The possibility that no one risks death by going without health insurance may be startling, but some research supports it. Richard Kronick of the University of California at San Diego’s Department of Family and Preventive Medicine, an adviser to the Clinton administration, recently published the results of what may be the largest and most comprehensive analysis yet done of the effect of insurance on mortality. He used a sample of more than 600,000, and controlled not only for the standard factors, but for how long the subjects went without insurance, whether their disease was particularly amenable to early intervention, and even whether they lived in a mobile home. In test after test, he found no significantly elevated risk of death among the uninsured.
The only truly experimental study on health insurance, a randomized study of almost 4,000 subjects done by Rand and concluded in 1982, found that increasing the generosity of people’s health insurance caused them to use more health care, but made almost no difference in their health status.
In a recent review of the literature, Helen Levy of the University of Michigan and David Meltzer of the University of Chicago noted that the latest studies of this question “paint a surprisingly consistent picture: Medicare increases consumption of medical care and may modestly improve self-reported health but has no effect on mortality, at least in the short run.”
Megan McArdle elaborates:
So allow me, maybe, to be the first.
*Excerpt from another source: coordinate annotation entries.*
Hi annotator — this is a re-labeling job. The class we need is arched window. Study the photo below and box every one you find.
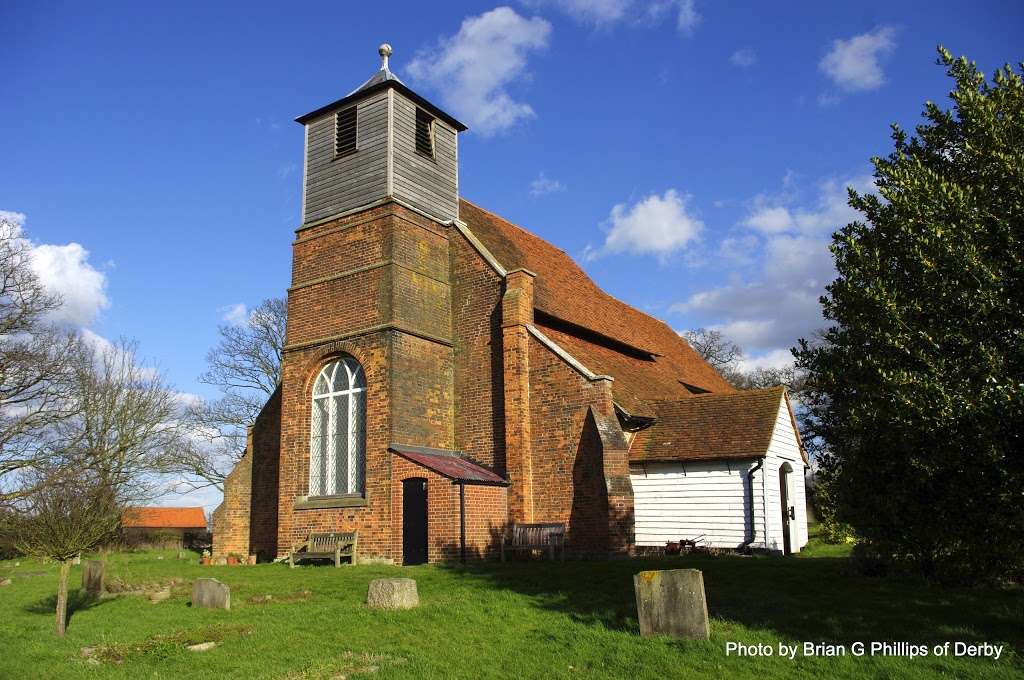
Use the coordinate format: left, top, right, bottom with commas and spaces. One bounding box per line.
309, 356, 367, 496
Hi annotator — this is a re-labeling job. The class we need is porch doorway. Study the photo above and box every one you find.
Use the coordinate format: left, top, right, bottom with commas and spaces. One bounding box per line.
778, 463, 796, 555
401, 477, 427, 564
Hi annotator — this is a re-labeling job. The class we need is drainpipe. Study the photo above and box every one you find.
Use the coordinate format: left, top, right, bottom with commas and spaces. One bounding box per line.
459, 481, 466, 564
739, 458, 765, 550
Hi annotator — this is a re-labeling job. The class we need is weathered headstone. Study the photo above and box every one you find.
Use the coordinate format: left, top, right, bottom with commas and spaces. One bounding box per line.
150, 588, 171, 604
82, 559, 106, 597
193, 579, 231, 609
367, 579, 420, 609
185, 642, 217, 651
633, 569, 710, 640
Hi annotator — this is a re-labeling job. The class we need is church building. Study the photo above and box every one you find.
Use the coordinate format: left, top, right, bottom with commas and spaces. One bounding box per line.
213, 45, 807, 564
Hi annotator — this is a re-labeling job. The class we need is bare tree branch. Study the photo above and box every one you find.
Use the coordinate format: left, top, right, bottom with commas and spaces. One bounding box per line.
162, 298, 288, 491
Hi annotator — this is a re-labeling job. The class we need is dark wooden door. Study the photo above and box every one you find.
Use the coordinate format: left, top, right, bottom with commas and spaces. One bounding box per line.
778, 465, 793, 555
401, 477, 427, 564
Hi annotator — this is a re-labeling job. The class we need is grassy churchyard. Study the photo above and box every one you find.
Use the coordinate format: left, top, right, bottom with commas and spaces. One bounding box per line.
0, 528, 1024, 679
I'm afraid I'm not confident about any number. All of these studies suffer from unobserved variable bias, which is to say, the uninsured are not like the rest of us. (The long term uninsured, I mean; the short term uninsured are not a large problem for society). There are all sorts of reasons that people end up uninsured, but most of them are correlated with much poorer health outcomes, and only some of them end up recorded in our surveys.
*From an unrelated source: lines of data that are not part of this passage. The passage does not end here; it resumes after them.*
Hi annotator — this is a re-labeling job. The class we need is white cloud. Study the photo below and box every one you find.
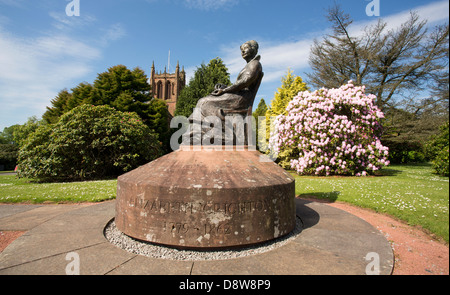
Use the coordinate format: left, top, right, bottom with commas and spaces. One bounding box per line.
184, 0, 239, 10
0, 23, 102, 129
221, 0, 449, 88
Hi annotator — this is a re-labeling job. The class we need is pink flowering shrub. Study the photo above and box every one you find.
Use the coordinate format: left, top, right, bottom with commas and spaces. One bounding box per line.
269, 81, 389, 176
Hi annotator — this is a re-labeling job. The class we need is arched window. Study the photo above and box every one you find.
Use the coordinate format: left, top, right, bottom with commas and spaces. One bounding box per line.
165, 81, 172, 100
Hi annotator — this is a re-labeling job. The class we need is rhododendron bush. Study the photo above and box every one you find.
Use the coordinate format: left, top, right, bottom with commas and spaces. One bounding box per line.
269, 81, 389, 176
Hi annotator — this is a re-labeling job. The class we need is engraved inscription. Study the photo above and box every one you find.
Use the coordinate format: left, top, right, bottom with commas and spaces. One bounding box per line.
128, 197, 282, 215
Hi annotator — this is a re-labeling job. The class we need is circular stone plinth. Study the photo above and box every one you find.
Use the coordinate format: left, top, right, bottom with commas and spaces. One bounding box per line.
115, 150, 296, 248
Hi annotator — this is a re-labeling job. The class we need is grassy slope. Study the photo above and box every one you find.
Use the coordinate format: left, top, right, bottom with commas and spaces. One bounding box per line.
295, 165, 449, 242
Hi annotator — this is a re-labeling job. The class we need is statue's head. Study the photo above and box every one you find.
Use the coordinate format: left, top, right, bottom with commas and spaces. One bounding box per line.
241, 40, 259, 61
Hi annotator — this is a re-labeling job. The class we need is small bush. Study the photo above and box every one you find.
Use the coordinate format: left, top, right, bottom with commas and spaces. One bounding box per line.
19, 105, 162, 181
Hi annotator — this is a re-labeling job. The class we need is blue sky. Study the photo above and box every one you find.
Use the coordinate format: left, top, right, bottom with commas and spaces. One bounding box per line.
0, 0, 449, 131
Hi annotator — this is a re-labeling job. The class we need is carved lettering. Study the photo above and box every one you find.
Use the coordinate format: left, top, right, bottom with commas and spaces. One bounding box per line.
128, 195, 288, 215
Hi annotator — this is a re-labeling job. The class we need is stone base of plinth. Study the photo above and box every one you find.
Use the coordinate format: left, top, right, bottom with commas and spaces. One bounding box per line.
115, 149, 296, 248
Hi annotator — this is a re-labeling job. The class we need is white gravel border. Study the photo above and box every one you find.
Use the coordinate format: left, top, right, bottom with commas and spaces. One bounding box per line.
104, 217, 303, 261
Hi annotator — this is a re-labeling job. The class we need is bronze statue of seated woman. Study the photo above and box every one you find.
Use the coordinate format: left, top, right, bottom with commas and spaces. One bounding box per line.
188, 40, 264, 145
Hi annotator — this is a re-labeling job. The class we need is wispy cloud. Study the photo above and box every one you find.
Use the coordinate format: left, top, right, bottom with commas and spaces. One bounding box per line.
221, 0, 449, 92
0, 9, 126, 130
183, 0, 239, 10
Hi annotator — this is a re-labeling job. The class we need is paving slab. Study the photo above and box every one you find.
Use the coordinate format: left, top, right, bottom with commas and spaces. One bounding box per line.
0, 199, 394, 275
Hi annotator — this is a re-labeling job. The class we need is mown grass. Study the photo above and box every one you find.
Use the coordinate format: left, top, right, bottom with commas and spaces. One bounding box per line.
0, 164, 449, 243
293, 164, 449, 243
0, 174, 117, 204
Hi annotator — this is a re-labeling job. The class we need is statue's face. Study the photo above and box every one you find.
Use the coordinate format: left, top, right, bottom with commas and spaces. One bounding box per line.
241, 44, 255, 60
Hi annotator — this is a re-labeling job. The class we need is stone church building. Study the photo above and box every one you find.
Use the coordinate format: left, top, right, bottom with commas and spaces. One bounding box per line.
151, 62, 186, 116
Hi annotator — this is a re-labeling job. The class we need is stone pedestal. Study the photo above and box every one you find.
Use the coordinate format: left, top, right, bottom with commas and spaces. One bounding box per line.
115, 149, 296, 249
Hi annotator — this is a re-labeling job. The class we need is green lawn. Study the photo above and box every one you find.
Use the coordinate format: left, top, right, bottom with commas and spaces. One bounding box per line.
0, 174, 117, 204
0, 164, 449, 242
293, 164, 449, 243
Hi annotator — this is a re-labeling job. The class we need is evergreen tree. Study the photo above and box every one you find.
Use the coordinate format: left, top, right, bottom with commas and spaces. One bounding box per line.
175, 57, 231, 117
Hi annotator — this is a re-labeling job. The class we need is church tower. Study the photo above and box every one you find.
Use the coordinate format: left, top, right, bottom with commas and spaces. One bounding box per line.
151, 62, 186, 116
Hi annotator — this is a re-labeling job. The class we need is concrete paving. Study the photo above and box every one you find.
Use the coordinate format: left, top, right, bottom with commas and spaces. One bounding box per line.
0, 199, 394, 275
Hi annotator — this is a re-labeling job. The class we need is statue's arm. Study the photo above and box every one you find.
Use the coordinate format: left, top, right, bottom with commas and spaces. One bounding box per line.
212, 62, 262, 95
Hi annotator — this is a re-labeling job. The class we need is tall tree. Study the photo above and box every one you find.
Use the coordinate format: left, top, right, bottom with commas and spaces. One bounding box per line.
175, 57, 231, 117
308, 6, 449, 110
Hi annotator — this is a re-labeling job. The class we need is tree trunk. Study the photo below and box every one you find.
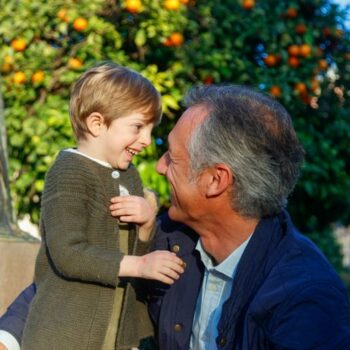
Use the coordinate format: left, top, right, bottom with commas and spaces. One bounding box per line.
0, 83, 31, 240
0, 87, 39, 316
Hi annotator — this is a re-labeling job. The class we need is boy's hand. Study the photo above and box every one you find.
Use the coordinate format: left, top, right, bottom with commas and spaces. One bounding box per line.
109, 196, 156, 228
119, 250, 185, 284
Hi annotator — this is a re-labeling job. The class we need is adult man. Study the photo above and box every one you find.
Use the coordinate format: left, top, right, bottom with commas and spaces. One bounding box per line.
0, 86, 350, 350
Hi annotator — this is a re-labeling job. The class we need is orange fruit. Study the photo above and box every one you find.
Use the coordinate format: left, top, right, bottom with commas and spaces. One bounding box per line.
295, 23, 307, 35
32, 70, 45, 83
318, 59, 328, 70
57, 9, 69, 22
311, 78, 320, 92
300, 93, 311, 105
125, 0, 142, 13
164, 0, 181, 10
288, 56, 300, 68
288, 45, 299, 56
270, 85, 282, 97
11, 38, 27, 51
299, 44, 312, 57
68, 57, 83, 69
73, 17, 89, 32
242, 0, 255, 10
287, 7, 298, 18
294, 83, 307, 95
264, 54, 278, 67
169, 32, 184, 46
163, 38, 173, 47
335, 29, 344, 38
4, 55, 13, 64
13, 71, 26, 84
1, 62, 12, 73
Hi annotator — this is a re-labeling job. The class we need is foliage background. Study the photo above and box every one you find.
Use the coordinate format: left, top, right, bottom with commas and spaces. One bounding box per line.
0, 0, 350, 269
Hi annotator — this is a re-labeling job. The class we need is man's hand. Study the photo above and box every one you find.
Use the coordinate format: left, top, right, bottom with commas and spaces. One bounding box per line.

To give you an example of what I mean, one of the two studies that went into the most commonly cited number--the roughly 20,000 a year figure from the Institute of Medicine and the Urban Institute--found that the highest mortality was not associated with being uninsured, but being on a government health care program. (the other excluded those patients). This was true even after they'd run all their controls. Given that the bulk of the coverage expansion in both the Senate and the House plans comes from Medicaid expansion, this is a little disturbing.
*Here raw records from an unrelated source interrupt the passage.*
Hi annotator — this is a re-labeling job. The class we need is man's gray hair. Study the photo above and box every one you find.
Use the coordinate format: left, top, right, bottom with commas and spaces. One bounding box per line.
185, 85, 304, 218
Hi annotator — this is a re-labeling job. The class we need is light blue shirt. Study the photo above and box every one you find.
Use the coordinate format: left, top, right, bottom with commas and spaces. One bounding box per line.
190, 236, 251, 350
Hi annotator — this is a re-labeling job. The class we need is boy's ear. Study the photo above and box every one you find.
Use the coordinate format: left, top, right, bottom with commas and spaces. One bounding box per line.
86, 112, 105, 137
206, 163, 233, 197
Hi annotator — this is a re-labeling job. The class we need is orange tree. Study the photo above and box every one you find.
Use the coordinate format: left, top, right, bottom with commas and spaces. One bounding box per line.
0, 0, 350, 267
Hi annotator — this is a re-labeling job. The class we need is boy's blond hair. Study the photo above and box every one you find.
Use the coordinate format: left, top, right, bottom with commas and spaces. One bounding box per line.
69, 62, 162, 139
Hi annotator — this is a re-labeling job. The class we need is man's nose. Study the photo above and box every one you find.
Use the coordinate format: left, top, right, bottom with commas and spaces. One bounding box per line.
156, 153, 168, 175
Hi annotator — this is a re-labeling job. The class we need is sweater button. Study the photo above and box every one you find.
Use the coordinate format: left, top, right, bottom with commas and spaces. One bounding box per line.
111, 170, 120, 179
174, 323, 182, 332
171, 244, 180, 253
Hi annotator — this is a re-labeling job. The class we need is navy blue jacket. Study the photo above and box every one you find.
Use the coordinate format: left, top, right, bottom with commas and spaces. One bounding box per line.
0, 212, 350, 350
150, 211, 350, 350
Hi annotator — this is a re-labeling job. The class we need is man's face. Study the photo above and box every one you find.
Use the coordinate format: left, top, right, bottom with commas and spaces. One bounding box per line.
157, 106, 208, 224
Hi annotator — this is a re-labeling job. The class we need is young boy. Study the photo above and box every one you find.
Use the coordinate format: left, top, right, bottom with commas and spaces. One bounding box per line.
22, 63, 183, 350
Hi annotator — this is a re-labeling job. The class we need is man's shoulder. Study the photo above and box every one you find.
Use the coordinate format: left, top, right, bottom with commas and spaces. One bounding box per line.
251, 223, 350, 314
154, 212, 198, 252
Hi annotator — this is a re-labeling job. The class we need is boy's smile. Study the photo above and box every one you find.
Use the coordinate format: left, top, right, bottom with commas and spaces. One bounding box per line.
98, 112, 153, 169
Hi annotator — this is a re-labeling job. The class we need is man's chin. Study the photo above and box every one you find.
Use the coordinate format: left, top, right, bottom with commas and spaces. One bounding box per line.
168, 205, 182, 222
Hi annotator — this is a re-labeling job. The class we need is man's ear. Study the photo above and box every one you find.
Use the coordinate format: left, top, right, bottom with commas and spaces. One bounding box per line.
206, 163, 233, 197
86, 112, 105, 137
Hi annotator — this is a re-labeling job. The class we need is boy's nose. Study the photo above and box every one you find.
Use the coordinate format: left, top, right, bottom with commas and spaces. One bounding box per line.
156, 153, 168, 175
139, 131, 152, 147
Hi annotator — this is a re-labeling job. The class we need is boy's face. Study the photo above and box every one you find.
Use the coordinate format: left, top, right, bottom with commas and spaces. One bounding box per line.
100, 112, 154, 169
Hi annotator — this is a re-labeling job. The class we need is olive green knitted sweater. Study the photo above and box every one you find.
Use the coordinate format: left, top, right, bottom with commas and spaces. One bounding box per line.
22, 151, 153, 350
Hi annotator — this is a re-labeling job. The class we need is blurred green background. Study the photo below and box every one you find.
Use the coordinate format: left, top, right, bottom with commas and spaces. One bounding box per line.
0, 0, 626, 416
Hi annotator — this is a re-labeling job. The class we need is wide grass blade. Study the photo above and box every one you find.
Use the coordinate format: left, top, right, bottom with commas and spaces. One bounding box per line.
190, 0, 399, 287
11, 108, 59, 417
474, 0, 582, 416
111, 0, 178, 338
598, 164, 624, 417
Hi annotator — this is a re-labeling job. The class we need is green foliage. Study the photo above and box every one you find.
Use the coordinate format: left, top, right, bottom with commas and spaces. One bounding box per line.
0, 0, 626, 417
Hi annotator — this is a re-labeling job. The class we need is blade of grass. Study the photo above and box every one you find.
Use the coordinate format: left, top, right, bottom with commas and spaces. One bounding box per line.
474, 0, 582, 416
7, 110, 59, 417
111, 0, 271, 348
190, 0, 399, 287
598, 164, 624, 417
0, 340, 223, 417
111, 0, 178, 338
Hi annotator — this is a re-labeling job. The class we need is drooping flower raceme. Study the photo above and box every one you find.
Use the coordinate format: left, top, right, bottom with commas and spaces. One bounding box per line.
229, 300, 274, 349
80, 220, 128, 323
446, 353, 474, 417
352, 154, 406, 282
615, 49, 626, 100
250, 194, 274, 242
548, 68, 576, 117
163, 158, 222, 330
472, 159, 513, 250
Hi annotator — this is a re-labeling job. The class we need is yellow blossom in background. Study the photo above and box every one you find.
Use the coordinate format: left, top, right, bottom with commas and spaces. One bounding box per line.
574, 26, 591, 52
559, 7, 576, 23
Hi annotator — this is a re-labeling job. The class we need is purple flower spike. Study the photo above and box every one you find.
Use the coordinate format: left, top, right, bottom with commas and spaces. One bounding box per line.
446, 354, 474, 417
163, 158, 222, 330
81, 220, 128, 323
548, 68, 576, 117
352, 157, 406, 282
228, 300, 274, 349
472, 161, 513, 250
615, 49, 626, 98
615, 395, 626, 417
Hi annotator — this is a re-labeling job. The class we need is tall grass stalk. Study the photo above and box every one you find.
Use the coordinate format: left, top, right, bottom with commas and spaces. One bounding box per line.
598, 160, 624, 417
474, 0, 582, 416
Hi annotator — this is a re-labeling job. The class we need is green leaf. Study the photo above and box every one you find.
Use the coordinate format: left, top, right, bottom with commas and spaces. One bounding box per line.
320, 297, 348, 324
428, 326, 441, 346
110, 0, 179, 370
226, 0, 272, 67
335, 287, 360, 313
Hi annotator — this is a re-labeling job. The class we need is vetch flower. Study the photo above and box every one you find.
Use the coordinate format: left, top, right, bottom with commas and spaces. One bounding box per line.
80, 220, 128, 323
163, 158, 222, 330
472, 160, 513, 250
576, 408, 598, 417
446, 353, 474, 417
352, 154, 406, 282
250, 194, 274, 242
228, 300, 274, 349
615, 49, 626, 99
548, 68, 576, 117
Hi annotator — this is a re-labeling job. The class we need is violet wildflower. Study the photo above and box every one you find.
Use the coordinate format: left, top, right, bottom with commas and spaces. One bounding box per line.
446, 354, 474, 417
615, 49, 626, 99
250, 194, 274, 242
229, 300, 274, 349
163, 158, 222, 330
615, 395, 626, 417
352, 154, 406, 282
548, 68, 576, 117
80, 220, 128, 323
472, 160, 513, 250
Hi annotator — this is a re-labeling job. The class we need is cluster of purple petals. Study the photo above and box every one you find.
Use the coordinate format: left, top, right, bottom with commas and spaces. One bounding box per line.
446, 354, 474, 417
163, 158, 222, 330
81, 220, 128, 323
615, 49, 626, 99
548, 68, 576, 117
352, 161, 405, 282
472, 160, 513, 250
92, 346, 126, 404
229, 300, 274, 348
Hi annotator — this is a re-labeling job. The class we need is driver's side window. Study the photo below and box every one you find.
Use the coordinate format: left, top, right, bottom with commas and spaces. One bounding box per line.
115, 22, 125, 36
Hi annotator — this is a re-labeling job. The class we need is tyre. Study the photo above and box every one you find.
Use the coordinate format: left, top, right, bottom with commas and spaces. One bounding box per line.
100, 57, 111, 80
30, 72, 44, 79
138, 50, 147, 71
But how likely is it that Medicaid is killing people? Possible, I suppose, but not really all that likely. Medicaid and Medicare patients, too, are not like the broader population. The authors in fact recognized this fact in their paper, pointing out that these patients have higher rates of disability--but then failed to address the obvious question this raised about their data on the uninsured. This problem plagues almost all of the studies on mortality and the uninsured...
That doesn't mean I'm prepared to say that no one dies from lack of insurance. The data is messy, and the studies often contradict each other. Intuitively, I feel as if there should be some effect. But if the results are this messy, I would guess that the effect is not very big.